Sampai saat tulisan ini dibuat, belum ada pernyataan pasti dari pihak kepolisian terkait meninggalnya Fahreza. Padahal di Instagram, ada salah satu akun yang menayangkan video bukti pemukulan polisi terhadap almarhum. Namun, setelah kebrutalan yang terlanjur terjadi dalam bentrok antara The Jak dengan aparat beberapa waktu lalu, kita bisa menebak kemana arah kasus ini selanjutnya.
Jika dalam film “Istanbul United” suporter membantu masyarakat untuk menyuarakan aspirasi mereka terkait fasilitas publik, dapatkah masyarakat bersedia membantu suporter menyelesaikan kasus yang menimpa atau mirip dengan The Jak?

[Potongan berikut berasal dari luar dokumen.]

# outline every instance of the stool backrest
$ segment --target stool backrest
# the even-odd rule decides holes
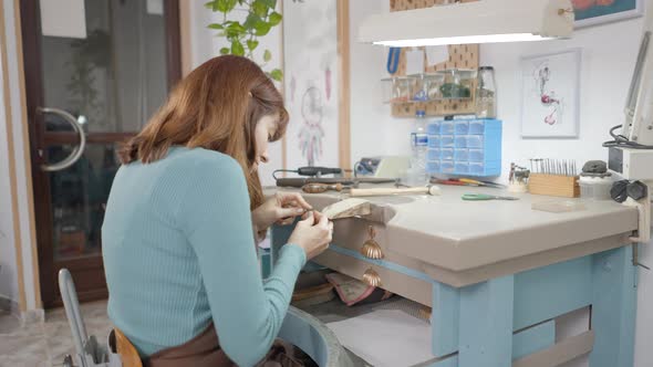
[[[117,328],[114,328],[116,353],[121,356],[123,367],[143,367],[141,356],[136,347],[129,339]]]

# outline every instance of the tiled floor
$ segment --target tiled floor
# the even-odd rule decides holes
[[[112,326],[106,302],[81,305],[86,332],[103,343]],[[0,367],[61,366],[74,352],[71,329],[63,308],[45,313],[44,324],[21,327],[14,316],[0,312]]]

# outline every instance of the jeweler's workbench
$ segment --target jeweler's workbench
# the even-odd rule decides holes
[[[465,193],[520,200],[464,201]],[[304,195],[318,210],[344,197]],[[636,266],[629,237],[638,209],[469,187],[370,201],[370,216],[335,222],[330,249],[313,261],[432,307],[432,366],[556,366],[587,353],[592,367],[632,365]],[[577,210],[532,209],[543,201]],[[291,231],[273,229],[272,258]],[[382,259],[361,251],[370,240]],[[591,329],[556,343],[554,318],[587,306]]]

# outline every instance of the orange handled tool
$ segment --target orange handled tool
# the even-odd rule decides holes
[[[342,191],[343,188],[344,188],[344,186],[342,186],[342,184],[334,184],[334,185],[307,184],[307,185],[302,186],[301,190],[304,191],[305,193],[322,193],[322,192],[326,192],[330,190],[340,192],[340,191]]]

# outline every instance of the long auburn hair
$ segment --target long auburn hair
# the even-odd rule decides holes
[[[121,161],[149,164],[174,145],[205,148],[231,156],[247,179],[251,209],[263,201],[256,160],[255,129],[274,115],[280,139],[288,125],[283,97],[261,69],[246,57],[214,57],[182,80],[143,130],[120,151]]]

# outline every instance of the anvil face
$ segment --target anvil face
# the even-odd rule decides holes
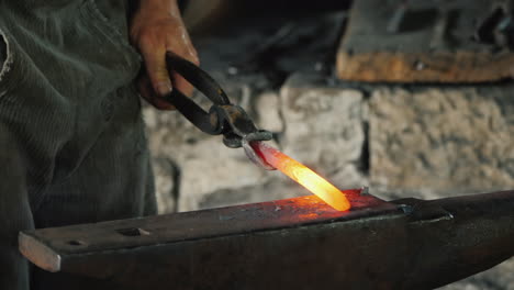
[[[395,202],[351,192],[347,212],[311,196],[37,230],[20,247],[47,270],[125,289],[432,289],[514,252],[514,192]]]

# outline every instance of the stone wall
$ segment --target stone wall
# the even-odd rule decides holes
[[[388,200],[514,189],[513,83],[364,85],[293,74],[272,90],[258,76],[212,72],[275,133],[276,146],[339,188],[368,186]],[[163,213],[309,194],[177,112],[144,114]],[[506,261],[446,289],[514,289],[513,268]]]

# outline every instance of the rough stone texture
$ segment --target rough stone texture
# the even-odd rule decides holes
[[[514,86],[387,88],[370,100],[370,176],[387,189],[514,188]]]
[[[358,170],[365,144],[362,92],[298,74],[284,83],[280,98],[284,153],[342,188],[362,186],[366,180]]]

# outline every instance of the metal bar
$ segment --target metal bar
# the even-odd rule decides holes
[[[20,249],[44,269],[125,289],[433,289],[514,254],[514,191],[359,193],[348,212],[311,196],[36,230]]]

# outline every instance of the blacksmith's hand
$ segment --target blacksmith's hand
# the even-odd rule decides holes
[[[131,42],[144,59],[137,80],[139,93],[157,109],[172,110],[161,97],[174,88],[186,94],[192,87],[177,74],[168,74],[166,52],[199,65],[198,54],[183,24],[177,0],[139,0],[131,21]]]

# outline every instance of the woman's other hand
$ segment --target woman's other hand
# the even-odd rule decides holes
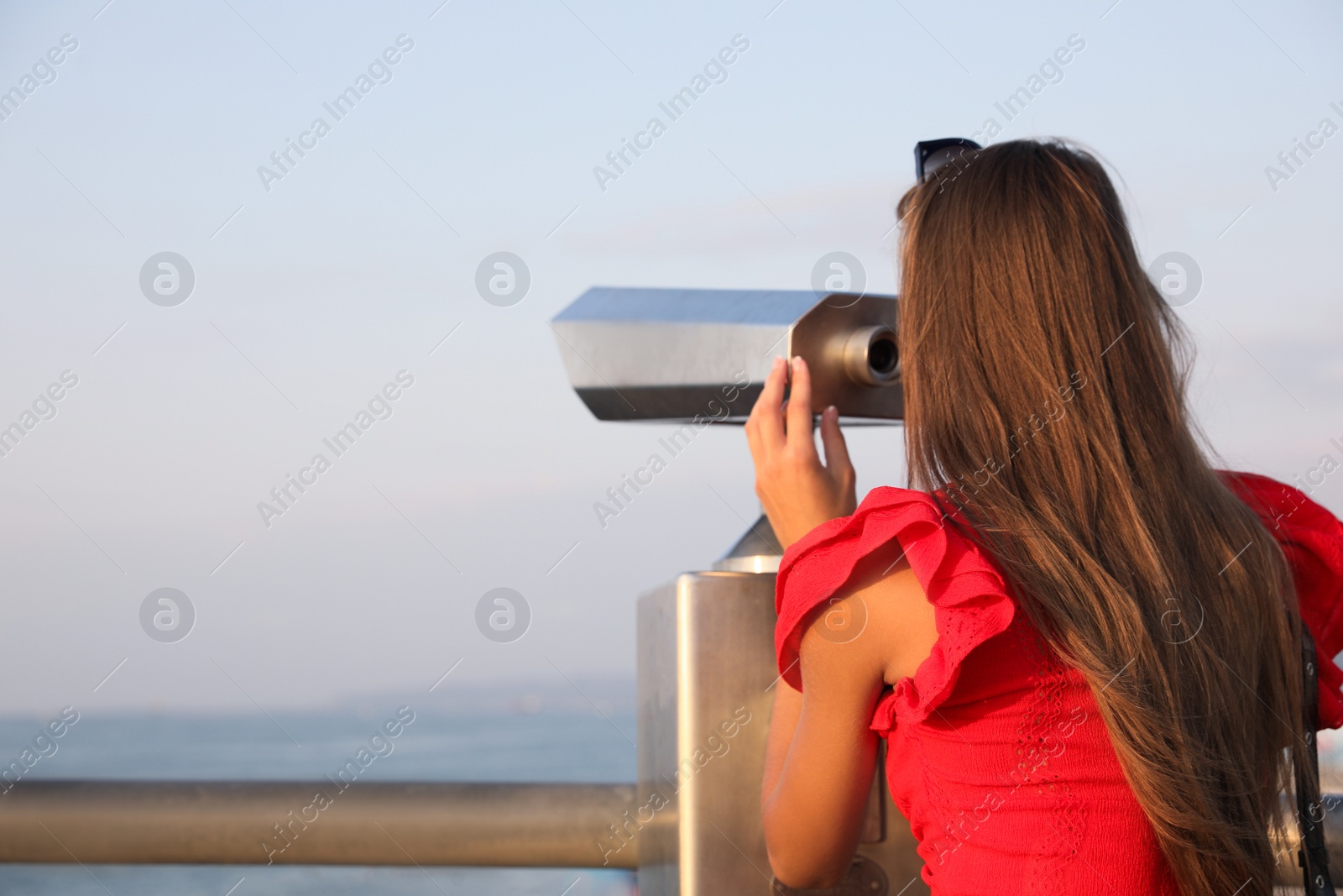
[[[839,431],[839,411],[827,407],[821,415],[821,463],[811,431],[811,372],[800,357],[792,359],[792,392],[783,402],[788,364],[774,359],[760,398],[747,419],[747,442],[756,467],[756,494],[770,525],[787,548],[826,520],[849,516],[858,505],[853,463]]]

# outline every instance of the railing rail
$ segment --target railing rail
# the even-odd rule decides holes
[[[611,841],[634,785],[26,780],[0,797],[0,861],[638,865]]]
[[[26,780],[0,797],[0,862],[634,869],[639,842],[626,813],[637,810],[635,791],[591,783],[359,782],[341,790],[330,780]],[[1324,805],[1339,856],[1343,798]],[[612,827],[622,826],[634,834],[616,840]],[[624,845],[612,852],[612,842]],[[1280,848],[1280,884],[1300,884],[1295,849]]]

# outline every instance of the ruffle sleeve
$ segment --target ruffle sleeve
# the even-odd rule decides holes
[[[1283,545],[1301,622],[1315,638],[1320,678],[1320,727],[1343,727],[1343,524],[1293,489],[1266,476],[1223,472],[1222,480]]]
[[[882,701],[878,716],[920,721],[951,695],[966,656],[1005,631],[1017,609],[992,562],[948,527],[923,492],[873,489],[853,516],[817,527],[784,552],[775,590],[775,653],[779,673],[800,690],[798,649],[808,617],[845,587],[864,557],[892,540],[933,604],[937,641],[915,676]]]

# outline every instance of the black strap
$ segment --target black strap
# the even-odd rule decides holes
[[[1296,861],[1301,865],[1307,896],[1335,896],[1330,880],[1330,853],[1324,848],[1324,806],[1313,802],[1320,793],[1320,758],[1315,743],[1319,728],[1320,690],[1315,665],[1315,638],[1301,623],[1301,716],[1305,737],[1305,767],[1296,767],[1296,823],[1301,832],[1301,849]],[[1315,785],[1311,787],[1311,785]]]

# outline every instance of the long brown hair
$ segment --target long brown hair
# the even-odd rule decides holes
[[[1205,458],[1104,168],[1026,140],[955,165],[898,207],[911,482],[1085,676],[1180,889],[1268,896],[1304,758],[1283,552]]]

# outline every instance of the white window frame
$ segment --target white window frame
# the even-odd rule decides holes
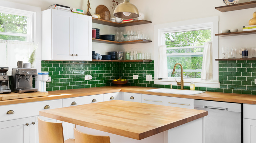
[[[197,87],[220,88],[219,82],[219,65],[217,61],[215,59],[219,56],[219,38],[215,36],[215,33],[218,33],[219,29],[219,17],[218,16],[193,19],[185,21],[174,22],[170,23],[155,25],[154,26],[155,77],[157,75],[157,67],[158,63],[158,47],[159,46],[165,45],[165,38],[163,37],[163,34],[167,31],[179,32],[184,31],[186,29],[197,29],[202,27],[210,27],[211,37],[212,43],[212,53],[213,66],[213,79],[212,80],[201,80],[195,78],[183,78],[184,86],[189,86],[191,80],[195,83]],[[177,85],[175,80],[181,80],[180,78],[170,78],[159,80],[155,78],[153,80],[154,84],[169,85],[172,84],[173,85]]]

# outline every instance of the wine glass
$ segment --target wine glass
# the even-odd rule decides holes
[[[222,47],[222,54],[224,55],[224,58],[226,58],[226,54],[227,54],[227,47],[224,46]]]

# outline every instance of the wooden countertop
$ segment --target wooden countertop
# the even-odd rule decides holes
[[[123,91],[127,92],[164,96],[256,104],[256,95],[235,93],[206,92],[191,95],[153,92],[146,91],[157,88],[124,86],[108,86],[49,91],[49,96],[0,101],[0,105],[40,101],[79,96]],[[10,93],[11,94],[11,93]],[[21,93],[22,94],[22,93]]]
[[[138,140],[207,114],[206,111],[119,100],[39,112],[40,116]]]

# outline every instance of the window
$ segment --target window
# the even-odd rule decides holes
[[[154,83],[177,85],[175,80],[181,80],[180,63],[183,67],[184,85],[189,86],[192,80],[196,86],[219,87],[218,65],[215,59],[218,57],[218,39],[214,33],[218,31],[218,17],[203,18],[183,21],[161,24],[154,26],[155,77],[157,77],[158,47],[166,45],[168,72],[168,79],[155,78]],[[201,80],[201,71],[204,42],[212,42],[213,61],[213,79]]]

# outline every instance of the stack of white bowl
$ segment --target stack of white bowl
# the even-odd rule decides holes
[[[117,60],[123,60],[123,52],[117,52]]]

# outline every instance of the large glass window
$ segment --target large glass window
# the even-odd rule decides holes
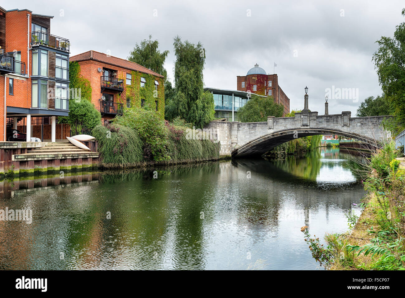
[[[48,81],[41,80],[41,89],[40,95],[41,97],[40,107],[47,108],[48,107]]]
[[[32,75],[38,75],[38,50],[32,50]]]
[[[48,76],[48,51],[41,50],[41,75]]]
[[[55,77],[58,79],[68,79],[68,56],[56,53]]]
[[[55,108],[68,109],[68,85],[64,83],[57,82],[55,84]]]
[[[31,87],[32,102],[31,106],[33,108],[38,107],[38,80],[32,80]]]

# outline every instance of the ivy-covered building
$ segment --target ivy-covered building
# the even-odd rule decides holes
[[[92,102],[105,122],[122,115],[125,106],[156,111],[164,118],[164,78],[135,62],[95,51],[71,57],[90,82]]]

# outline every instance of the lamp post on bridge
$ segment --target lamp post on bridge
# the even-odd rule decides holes
[[[329,110],[328,109],[328,96],[326,95],[325,97],[325,115],[329,115]]]
[[[305,95],[304,96],[304,109],[302,110],[302,112],[306,113],[309,111],[309,109],[308,108],[308,87],[306,86]]]

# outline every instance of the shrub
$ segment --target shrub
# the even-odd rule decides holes
[[[144,158],[160,161],[170,158],[166,149],[167,129],[164,120],[153,111],[134,106],[126,109],[114,123],[135,130],[144,144]]]
[[[113,123],[98,125],[92,133],[103,164],[125,167],[143,161],[142,142],[133,130]]]

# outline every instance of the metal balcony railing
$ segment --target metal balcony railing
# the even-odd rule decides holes
[[[42,45],[68,52],[70,43],[69,40],[42,31],[34,31],[31,33],[31,45]]]
[[[100,112],[102,114],[122,115],[124,113],[123,104],[100,100]]]
[[[100,78],[101,88],[122,91],[124,89],[124,81],[113,77],[102,76]]]
[[[0,71],[6,72],[12,72],[13,60],[13,56],[11,55],[0,53]]]
[[[13,69],[13,72],[23,75],[26,74],[25,63],[17,60],[15,60],[14,64],[14,68]]]

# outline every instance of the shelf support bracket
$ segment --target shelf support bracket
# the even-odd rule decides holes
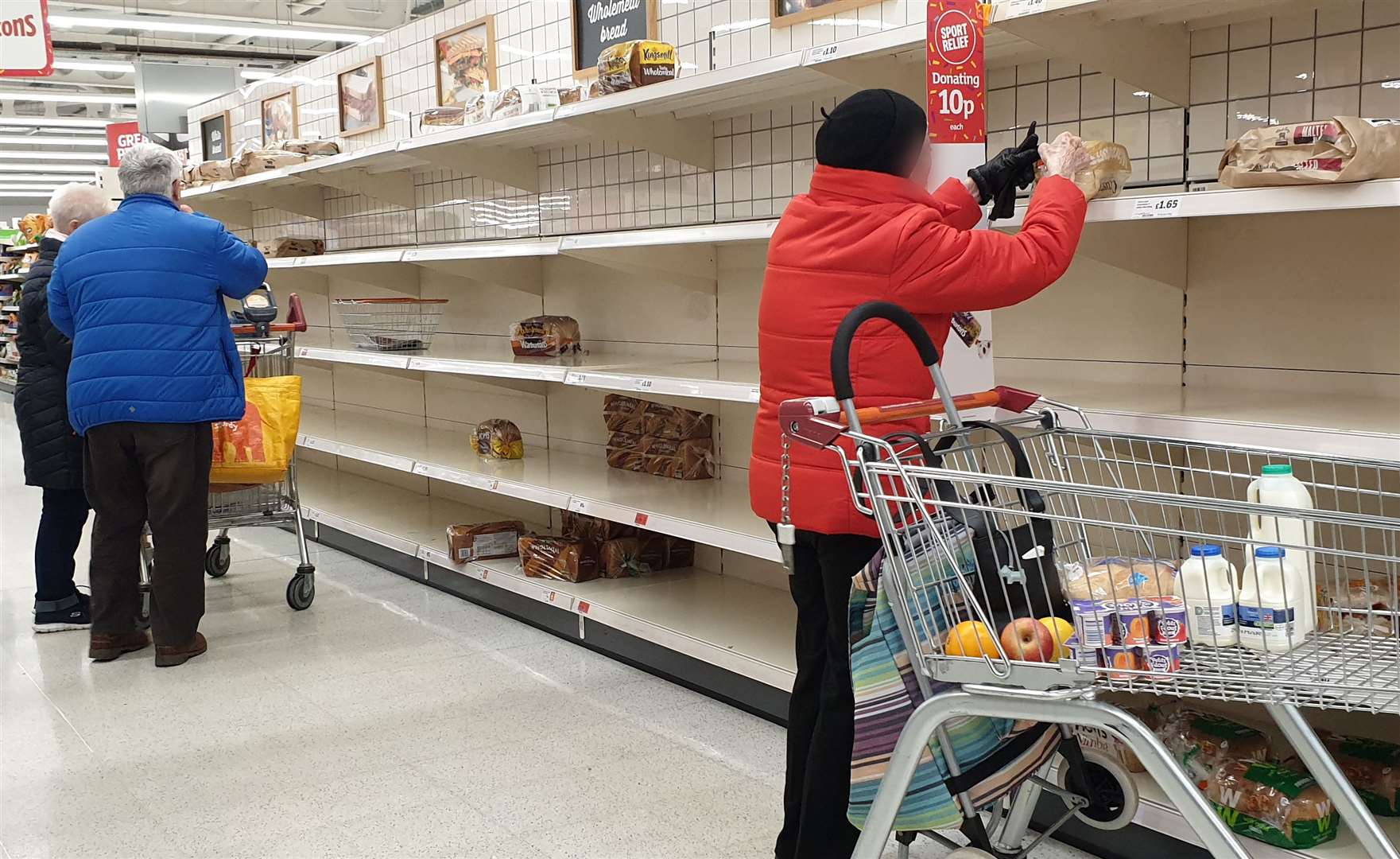
[[[675,158],[700,170],[714,170],[714,125],[708,119],[678,119],[671,114],[637,116],[631,111],[582,114],[563,121],[594,137],[626,140],[631,146]]]
[[[441,147],[440,147],[441,149]],[[452,147],[438,151],[426,147],[413,153],[420,158],[447,170],[455,170],[473,177],[504,182],[529,193],[539,193],[539,164],[533,149],[515,150],[504,146]]]
[[[1191,35],[1184,24],[1107,21],[1096,14],[1026,15],[997,24],[1054,56],[1130,81],[1177,105],[1190,104]]]

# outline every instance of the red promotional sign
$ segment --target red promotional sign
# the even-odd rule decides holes
[[[53,74],[49,0],[0,3],[0,77]]]
[[[990,3],[928,0],[928,140],[987,142],[983,34]]]
[[[106,126],[106,163],[120,167],[122,156],[137,143],[150,143],[139,122],[112,122]]]

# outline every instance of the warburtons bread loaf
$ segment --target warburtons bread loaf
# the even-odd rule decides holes
[[[582,540],[521,537],[521,568],[532,579],[589,582],[598,577],[598,548]]]
[[[557,357],[582,352],[578,319],[573,317],[531,317],[511,325],[511,350],[528,357]]]
[[[1400,119],[1333,116],[1250,129],[1225,147],[1219,178],[1231,188],[1400,178]]]
[[[619,42],[598,55],[598,87],[602,92],[622,92],[648,84],[675,80],[676,46],[666,42]]]
[[[475,525],[448,525],[448,555],[458,563],[511,558],[519,551],[525,524],[518,520],[487,521]]]

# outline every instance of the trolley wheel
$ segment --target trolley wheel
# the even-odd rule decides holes
[[[1078,793],[1089,804],[1075,813],[1095,830],[1121,830],[1133,823],[1138,809],[1138,790],[1133,775],[1116,760],[1096,751],[1084,753],[1085,785],[1074,783],[1068,762],[1060,767],[1060,786]]]
[[[297,573],[287,583],[287,605],[291,605],[295,611],[305,611],[311,608],[312,600],[316,598],[316,580],[307,573]]]
[[[216,537],[214,545],[209,547],[209,551],[204,552],[204,572],[209,573],[210,579],[218,579],[228,572],[230,556],[228,538]]]

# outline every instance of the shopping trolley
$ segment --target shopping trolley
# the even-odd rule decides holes
[[[244,298],[242,319],[235,319],[232,331],[245,377],[293,374],[295,336],[298,332],[307,331],[307,318],[301,310],[301,298],[295,293],[287,297],[287,321],[274,324],[277,305],[266,283]],[[280,527],[287,523],[295,528],[297,551],[301,555],[297,572],[287,582],[287,605],[297,611],[309,608],[316,598],[316,568],[311,563],[307,534],[301,521],[295,451],[291,454],[287,474],[276,483],[210,488],[209,527],[217,528],[218,535],[204,552],[204,573],[211,579],[218,579],[228,572],[232,561],[228,540],[231,528]],[[143,626],[150,622],[154,559],[151,534],[147,528],[141,535],[141,617],[139,621]]]
[[[869,319],[893,322],[909,335],[932,377],[937,399],[855,408],[847,357],[857,329]],[[931,741],[937,740],[948,769],[959,772],[946,726],[965,716],[1053,722],[1064,726],[1067,736],[1068,726],[1106,729],[1137,754],[1211,855],[1247,856],[1162,741],[1133,715],[1099,701],[1103,691],[1260,705],[1366,852],[1396,858],[1394,845],[1299,708],[1400,713],[1400,462],[1099,432],[1074,406],[1007,387],[953,397],[927,332],[889,303],[864,304],[843,321],[833,343],[832,376],[834,398],[795,399],[780,408],[784,524],[778,540],[787,544],[787,555],[791,443],[840,457],[857,509],[879,527],[886,584],[897,594],[892,604],[924,694],[899,736],[857,845],[857,859],[881,855],[920,755]],[[984,423],[962,416],[966,409],[993,406],[1011,418]],[[862,429],[938,415],[944,420],[928,434],[881,437]],[[1316,510],[1243,500],[1261,465],[1285,462],[1308,485]],[[1009,654],[995,638],[998,621],[1018,614],[1037,617],[1033,607],[1065,587],[1061,576],[1082,573],[1096,559],[1134,559],[1151,570],[1159,562],[1179,563],[1198,544],[1221,545],[1226,555],[1243,558],[1257,542],[1250,538],[1252,517],[1256,523],[1302,518],[1313,532],[1310,545],[1270,542],[1310,556],[1319,584],[1313,597],[1319,618],[1315,632],[1295,635],[1289,629],[1287,642],[1264,650],[1155,645],[1149,638],[1128,659],[1109,664],[1085,657],[1082,650],[1057,661],[1029,661],[1021,659],[1022,653]],[[1043,551],[1021,552],[1028,527],[1053,534],[1053,563],[1037,563]],[[1002,549],[1014,547],[1015,552],[993,552],[998,569],[984,569],[988,565],[981,552],[974,563],[959,563],[953,552],[969,534]],[[934,582],[916,576],[927,570],[921,562],[930,558],[946,561],[939,569],[948,575]],[[1133,576],[1127,584],[1112,587],[1107,608],[1140,598],[1149,586]],[[942,611],[909,610],[930,601],[941,604]],[[993,605],[1005,611],[997,612]],[[1095,612],[1106,611],[1105,604],[1095,605]],[[1100,619],[1113,622],[1112,617],[1093,614],[1081,622]],[[974,656],[959,654],[966,647],[949,647],[949,633],[960,622],[991,629],[991,647]],[[930,694],[935,689],[949,691]],[[1060,786],[1077,783],[1068,767],[1057,769]],[[1029,779],[1012,807],[1035,802],[1044,782],[1039,776]],[[1084,785],[1082,774],[1078,785]],[[1121,789],[1135,797],[1131,783]],[[966,792],[953,793],[965,817],[990,817],[987,810],[972,806]],[[1021,807],[1002,820],[1026,816]],[[1000,839],[994,832],[987,844],[974,846],[998,856],[1023,855],[1022,834],[1004,827]]]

Melihat apa yang terjadi, ada satu hal yang kemudian bisa kita pahami: Ternyata tagar #UsutTuntasbukanlah gertakan khas “keyboar warrior” di media sosial. Kita bisa berasumsi: Jak Mania mungkin tak lagi mampu menahan gerah terhadap pihak kepolisian lantaran kasus kematian almarhum Fahrez tidak ada kejelasan.
Dan puncak kegerahan tersebut terjadi pada saat laga kemarin antara Persija melawan Sriwijaya beberapa waktu lalu: Polisi menjadi sasaran Jak Mania yang marah.
Mungkin Anda adalah orang yang gemas dengan ulah brutal para Jak Mania tersebut. Pada titik tertentu, saya pun ikut merasakan hal yang sama. Namun saya hanya ingin kita bisa sedikit adil sejak dari pikiran: Ada suporter yang mati karena diduga dianiaya oleh pihak yang seharusnya melindungi Anda dalam tragedi tersebut.
Dan karena itulah tagar #UsutTuntas muncul: Ada kejelasan sikap, argumentasi yang logis, dan, tentu saja, kejujuran mengenai yang terjadi.
Pada akhirnya, saya percaya suatu kejadian sosial tidak bisa terjelaskan hanya dengan satu kacamata perspektif saja. Cara brutal The Jak dalam menyelesaikan keresahan mereka tentu saja salah. Akan tetapi, Anda tidak ingin ikut menjadi bagian yang salah juga bukan?